Use the function fill_between to color between the Upper/Lower bands with a green color using alpha of 0.1 so it is see through.  
Show your plot.

In [None]:
df2 = df.loc[(df.index >= '2014-01-01') & (df.index <= '2014-07-01')]
df2

In [None]:
df2.dtypes
df2.Close = df2.Close.astype('float32')
df2.Open = df2.Open.astype('float32')
df2.High = df2.High.astype('float32')
df2.Low = df2.Low.astype('float32')
df2.dtypes


In [None]:
plt.plot(df2.Close)
plt.plot(df2.RollingMean)
plt.plot(df2.Upper)
plt.plot(df2.Lower)
plt.title('Stock Graph')
plt.xlabel('Date')
plt.ylabel('Price')
plt.legend(['Close', 'Roling Mean', 'Upper Band', 'Lower Band'])
plt.fill_between(df2.index, y1 = df2.Lower, y2 = df2.Upper, alpha = 0.1)
plt.show()

(7) One theory of stocks is to buy when the current value is below the lower Bollinger band  
and sell when the current value is above the upper Bollinger band.  
This does get a bit trickier because it is potentially better to buy or sell after the moment  
the stock rebounds inside the Bollinger bands, that way you do not buy or sell a stock that is in  
a gigantic freefall or a huge spike, but we will ignore that.  
Create a new column called Buy that is true each time the current closing value is lower than the lower band  
and another column for Sell that is true each time the current closing value is higher than the upper band.  
Display your df.

In [None]:
df2['Buy'] = (df2.Close < df2.Lower)
df2['Sell'] = (df2.Close > df2.Upper)
df2

(8) Display all of the rows where Buy is true.

In [None]:
df2.loc[df2.Buy == True]

(9) Display all of the rows where Sell is true.

In [None]:
df2.loc[df2.Sell == True]

(10) Display the final closing value of the last day.

In [None]:
df2.tail(1).Close

(11) You can calculate this by hand or you can think through the code to automate this task.  
Automating the task is ideal, but for this small enough set it will take a lot more time  
to figure out the logic.  
  
How much money would you have gained or lost in the following two situations:

a) You bought 500 shares of Apple on January 1st of 2014 and sold it on July 1st of 2014.

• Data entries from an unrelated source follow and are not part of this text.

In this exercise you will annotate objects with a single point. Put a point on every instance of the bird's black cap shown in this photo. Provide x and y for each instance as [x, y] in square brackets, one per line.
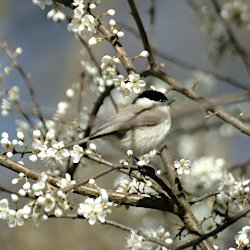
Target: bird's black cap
[152, 95]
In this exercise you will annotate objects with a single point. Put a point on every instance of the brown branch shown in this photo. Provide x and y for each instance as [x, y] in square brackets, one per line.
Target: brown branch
[229, 221]
[232, 37]
[187, 65]
[117, 225]
[27, 81]
[185, 213]
[142, 32]
[154, 202]
[206, 104]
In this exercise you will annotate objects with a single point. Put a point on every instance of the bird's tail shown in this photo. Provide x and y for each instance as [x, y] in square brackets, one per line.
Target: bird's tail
[82, 141]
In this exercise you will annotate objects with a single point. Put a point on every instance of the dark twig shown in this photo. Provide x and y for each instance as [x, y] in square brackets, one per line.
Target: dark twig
[206, 104]
[154, 202]
[190, 66]
[184, 212]
[142, 32]
[27, 81]
[232, 37]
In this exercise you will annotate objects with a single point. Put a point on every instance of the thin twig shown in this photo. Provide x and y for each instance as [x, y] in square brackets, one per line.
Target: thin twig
[184, 212]
[154, 202]
[27, 81]
[232, 37]
[229, 221]
[206, 104]
[142, 32]
[187, 65]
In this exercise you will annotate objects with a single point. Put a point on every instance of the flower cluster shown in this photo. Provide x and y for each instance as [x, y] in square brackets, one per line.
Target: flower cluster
[182, 166]
[132, 84]
[234, 194]
[109, 70]
[136, 241]
[11, 145]
[8, 103]
[237, 11]
[96, 209]
[82, 23]
[46, 199]
[42, 3]
[56, 15]
[242, 239]
[11, 216]
[206, 173]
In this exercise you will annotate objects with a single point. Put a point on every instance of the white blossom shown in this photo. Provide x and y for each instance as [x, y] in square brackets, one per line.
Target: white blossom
[4, 209]
[243, 237]
[183, 166]
[42, 3]
[77, 153]
[95, 209]
[66, 182]
[56, 15]
[135, 242]
[136, 83]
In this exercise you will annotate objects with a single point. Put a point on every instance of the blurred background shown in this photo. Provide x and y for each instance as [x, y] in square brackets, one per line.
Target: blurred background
[52, 57]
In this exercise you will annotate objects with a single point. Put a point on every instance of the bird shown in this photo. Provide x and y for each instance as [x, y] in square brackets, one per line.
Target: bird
[142, 126]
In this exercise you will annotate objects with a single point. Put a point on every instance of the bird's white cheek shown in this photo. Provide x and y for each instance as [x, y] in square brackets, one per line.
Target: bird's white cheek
[145, 139]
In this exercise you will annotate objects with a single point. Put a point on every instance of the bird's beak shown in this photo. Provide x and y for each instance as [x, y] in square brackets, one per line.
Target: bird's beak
[170, 101]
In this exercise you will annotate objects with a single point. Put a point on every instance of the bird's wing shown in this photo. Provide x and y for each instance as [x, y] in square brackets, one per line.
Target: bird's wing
[126, 120]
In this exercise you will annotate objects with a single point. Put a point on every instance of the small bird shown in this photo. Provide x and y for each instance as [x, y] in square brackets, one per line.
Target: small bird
[141, 126]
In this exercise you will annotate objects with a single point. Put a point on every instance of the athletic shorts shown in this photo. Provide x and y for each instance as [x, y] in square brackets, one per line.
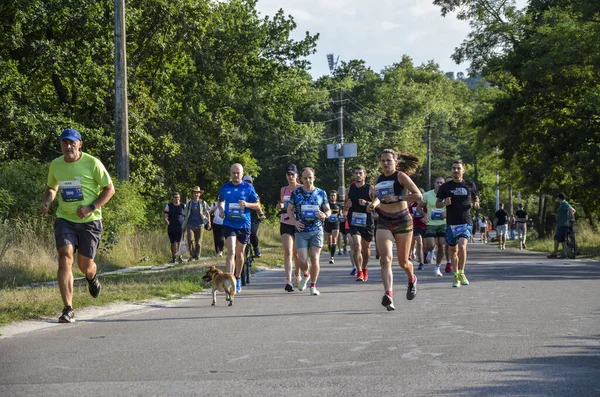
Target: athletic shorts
[242, 235]
[435, 231]
[284, 228]
[561, 233]
[175, 234]
[309, 239]
[84, 237]
[419, 231]
[456, 232]
[328, 227]
[397, 223]
[365, 232]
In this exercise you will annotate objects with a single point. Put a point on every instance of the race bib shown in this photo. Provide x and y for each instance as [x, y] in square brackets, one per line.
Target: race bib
[70, 191]
[309, 212]
[437, 214]
[359, 219]
[235, 211]
[384, 188]
[286, 201]
[458, 229]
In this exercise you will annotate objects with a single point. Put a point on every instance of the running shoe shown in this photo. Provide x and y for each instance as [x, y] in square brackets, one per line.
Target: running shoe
[456, 282]
[302, 284]
[411, 291]
[359, 276]
[94, 286]
[68, 316]
[388, 302]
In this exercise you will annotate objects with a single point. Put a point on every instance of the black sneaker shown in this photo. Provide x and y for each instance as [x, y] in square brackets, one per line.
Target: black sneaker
[411, 292]
[94, 287]
[388, 302]
[68, 315]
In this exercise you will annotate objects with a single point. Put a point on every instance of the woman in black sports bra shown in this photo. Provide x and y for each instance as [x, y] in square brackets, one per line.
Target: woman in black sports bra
[394, 224]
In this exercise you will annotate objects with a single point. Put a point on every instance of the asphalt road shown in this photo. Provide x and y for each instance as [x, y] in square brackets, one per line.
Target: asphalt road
[526, 326]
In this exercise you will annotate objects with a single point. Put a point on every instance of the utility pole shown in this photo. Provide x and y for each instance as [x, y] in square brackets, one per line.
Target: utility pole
[341, 160]
[428, 184]
[121, 124]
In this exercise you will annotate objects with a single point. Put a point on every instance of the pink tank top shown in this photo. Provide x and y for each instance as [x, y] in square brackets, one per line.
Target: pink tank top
[286, 199]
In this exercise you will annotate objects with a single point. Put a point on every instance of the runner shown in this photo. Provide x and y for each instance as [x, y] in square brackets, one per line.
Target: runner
[458, 196]
[84, 186]
[394, 224]
[419, 228]
[435, 218]
[236, 199]
[332, 225]
[287, 228]
[358, 198]
[313, 209]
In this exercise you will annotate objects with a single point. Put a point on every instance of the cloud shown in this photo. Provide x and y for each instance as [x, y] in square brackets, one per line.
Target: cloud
[389, 25]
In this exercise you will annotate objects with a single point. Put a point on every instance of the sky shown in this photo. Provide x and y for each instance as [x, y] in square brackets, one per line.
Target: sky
[379, 32]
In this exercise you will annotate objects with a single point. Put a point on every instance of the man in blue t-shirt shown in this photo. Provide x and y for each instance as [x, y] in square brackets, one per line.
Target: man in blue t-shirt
[236, 199]
[309, 207]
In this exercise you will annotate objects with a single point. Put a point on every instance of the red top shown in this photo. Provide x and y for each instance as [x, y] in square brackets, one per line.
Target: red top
[417, 219]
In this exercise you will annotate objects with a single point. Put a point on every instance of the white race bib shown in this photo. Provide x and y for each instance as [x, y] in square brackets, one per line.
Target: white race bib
[359, 219]
[384, 188]
[235, 211]
[308, 212]
[70, 191]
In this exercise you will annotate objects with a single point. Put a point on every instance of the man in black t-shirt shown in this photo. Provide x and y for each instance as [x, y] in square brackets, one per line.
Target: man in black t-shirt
[501, 222]
[458, 196]
[522, 226]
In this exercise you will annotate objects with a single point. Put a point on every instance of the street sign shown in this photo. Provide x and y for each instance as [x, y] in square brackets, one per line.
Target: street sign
[339, 151]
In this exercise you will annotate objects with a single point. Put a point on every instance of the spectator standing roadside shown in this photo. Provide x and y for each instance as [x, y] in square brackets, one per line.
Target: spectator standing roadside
[84, 186]
[522, 226]
[174, 217]
[564, 217]
[196, 216]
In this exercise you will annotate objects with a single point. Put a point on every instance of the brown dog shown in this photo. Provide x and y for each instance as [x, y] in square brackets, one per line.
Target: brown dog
[222, 282]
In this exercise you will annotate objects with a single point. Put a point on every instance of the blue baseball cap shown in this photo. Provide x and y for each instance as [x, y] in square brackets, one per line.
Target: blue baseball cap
[70, 134]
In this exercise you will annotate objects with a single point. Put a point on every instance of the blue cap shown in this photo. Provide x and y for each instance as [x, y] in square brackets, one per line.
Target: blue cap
[70, 134]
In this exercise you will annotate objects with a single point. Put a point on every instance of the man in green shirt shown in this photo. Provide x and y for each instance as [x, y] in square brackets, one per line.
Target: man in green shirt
[564, 217]
[84, 186]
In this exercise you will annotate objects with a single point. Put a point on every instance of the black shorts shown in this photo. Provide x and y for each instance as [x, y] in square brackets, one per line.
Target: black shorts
[328, 227]
[175, 234]
[419, 231]
[84, 237]
[284, 228]
[242, 235]
[365, 232]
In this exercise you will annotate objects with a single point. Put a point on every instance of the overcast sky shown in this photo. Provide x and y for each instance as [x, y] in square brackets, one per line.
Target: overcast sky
[376, 31]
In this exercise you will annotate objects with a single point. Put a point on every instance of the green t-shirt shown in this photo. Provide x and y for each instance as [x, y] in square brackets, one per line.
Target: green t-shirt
[562, 215]
[430, 198]
[78, 184]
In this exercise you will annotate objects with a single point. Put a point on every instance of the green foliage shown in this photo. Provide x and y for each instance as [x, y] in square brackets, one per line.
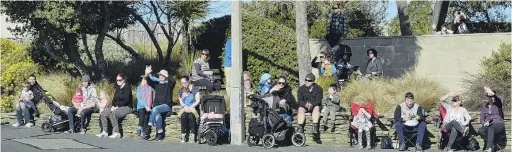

b) You bought 500 shares of Apple the first day your 'buy' column told you to. 
You sold the 500 shares the next date after that when your 'sell' column told you to. 
You keep repeating this process, either buying 500 shares or selling the 500 shares you own. 
In this exercise, you may never have more than 500 shares or less than 0.  
If you have 500 shares on July 1st, you will sell it for its closing cost.  
(Not realistic, just an exercise).

In [None]:
# df2 = df.loc[(df.index >= '2014-01-01') & (df.index <= '2014-07-01')]
# startDate = '2014-01-01'
# df.loc[df.index<='2014-01-01'].tail(1).Close
df.loc[df.index>='2014-07-01'].head(1).Close

a) You would have made $6687.15

b) There are only a few times where there is "optimal oppurtunity to buy" so you don't make as much. You buy early, sell two months later, and never buy again. You would only make $290.